-
Notifications
You must be signed in to change notification settings - Fork 32
Theses & Reports
Sam Hill, University of Manchester, January 2024
Semester 1, Mphys
Host link: https://doi.org/10.5281/zenodo.10777008
TL;DR:
An analysis was carried out on the performance of Baler [1], a machine-learning-based data compression model, when compressing and reconstructing image data. The investigation focused on several factors that determine the applicability of Baler to high-energy physics experiments. This involved the compression and reconstruction quality of images of different types of particle traversing a liquid argon chamber and the quality of real-time online image compression. Baler was found to perform high-quality online compression on diffusion images from the ExaFEL X-ray free electron laser project [2]. The mean squared error of images from the LArIAT experiment [3] showed that reconstruction was improved by approximately two orders of magnitude for datasets containing only one particle type compared to those containing a mix of particles. Also, visualisations of the compressed LArIAT data were also produced to investigate the effect of clustering on image compression and reconstruction.

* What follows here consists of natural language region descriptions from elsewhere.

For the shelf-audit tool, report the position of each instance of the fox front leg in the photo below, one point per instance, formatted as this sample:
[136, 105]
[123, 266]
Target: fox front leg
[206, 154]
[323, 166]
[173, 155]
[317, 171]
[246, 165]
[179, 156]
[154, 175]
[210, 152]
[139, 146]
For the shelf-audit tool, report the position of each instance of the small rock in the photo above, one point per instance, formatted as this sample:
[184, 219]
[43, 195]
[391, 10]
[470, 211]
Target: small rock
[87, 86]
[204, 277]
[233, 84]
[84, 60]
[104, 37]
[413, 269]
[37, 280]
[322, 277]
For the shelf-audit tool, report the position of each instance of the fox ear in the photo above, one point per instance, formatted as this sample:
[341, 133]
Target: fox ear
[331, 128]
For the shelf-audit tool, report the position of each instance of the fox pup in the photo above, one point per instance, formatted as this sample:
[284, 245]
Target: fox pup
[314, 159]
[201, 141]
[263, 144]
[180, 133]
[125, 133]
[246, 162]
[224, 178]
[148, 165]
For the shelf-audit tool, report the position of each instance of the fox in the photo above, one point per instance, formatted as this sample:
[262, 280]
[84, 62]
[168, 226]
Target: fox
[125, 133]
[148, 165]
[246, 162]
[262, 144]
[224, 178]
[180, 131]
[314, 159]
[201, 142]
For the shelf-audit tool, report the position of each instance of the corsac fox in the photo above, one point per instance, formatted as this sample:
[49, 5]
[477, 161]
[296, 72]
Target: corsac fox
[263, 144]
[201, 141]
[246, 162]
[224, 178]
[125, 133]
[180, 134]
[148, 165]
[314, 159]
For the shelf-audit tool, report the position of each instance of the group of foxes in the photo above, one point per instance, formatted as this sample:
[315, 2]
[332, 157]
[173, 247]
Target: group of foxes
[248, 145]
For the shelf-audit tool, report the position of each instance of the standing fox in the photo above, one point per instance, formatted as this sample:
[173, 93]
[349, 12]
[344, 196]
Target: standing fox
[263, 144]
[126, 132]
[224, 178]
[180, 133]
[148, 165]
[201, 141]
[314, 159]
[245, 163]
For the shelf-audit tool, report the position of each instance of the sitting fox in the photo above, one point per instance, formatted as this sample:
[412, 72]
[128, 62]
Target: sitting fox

George Dialektakis, August 2021
Google Summer of Code 2021 Report
TL;DR: sparse autoencoders with min-max normalization have the best performance
Storage is one of the main limiting factors to the recording of information from proton-proton collision events at the Large Hadron Collider (LHC), at CERN in Geneva. Hence, the ATLAS experiment at the LHC uses a so-called trigger system, which selects and transfers interesting events to the data storage system while filtering out the rest. However, if interesting events are buried in very large backgrounds and difficult to identify as a signal by the trigger system, they will also be discarded together with the background. To alleviate this problem, different compression algorithms are already in use to reduce the size of the data that is recorded. One of those state-of-the-art algorithms is an autoencoder network that tries to implement an approximation to the identity, f(x) = x, and given some input data, its goal is to create a lower-dimensional representation of those data in a latent space using an encoder network. This way when collisions happen on the ATLAS Collider, we run the encoder on the produced data and we save only the latent space representation. Then using this latent representation offline the decoder network can reconstruct the original data. The goal of this project is to experiment with different types of Autoencoders for data compression in-depth and optimize their performance in reconstructing the ATLAS event data. For this reason, three kinds of Autoencoders are proposed, and in specific, the Stan- dard Autoencoder, the Variational Autoencoder, and the Sparse Autoencoder. The above Autoencoders and thoroughly tested using different parameters and data normalization tech- niques, as our ultimate goal is to obtain the best possible reconstructions of the original event data. The proposed implementations will be a decisive contribution towards future testing and analysis for the ATLAS experiment at CERN and will assist overcome the obstacle of needing much more storage space than in the past due to the increase in the size of the data generated by the continuous proton-proton collision events in CERN’s Large Hadron Collider.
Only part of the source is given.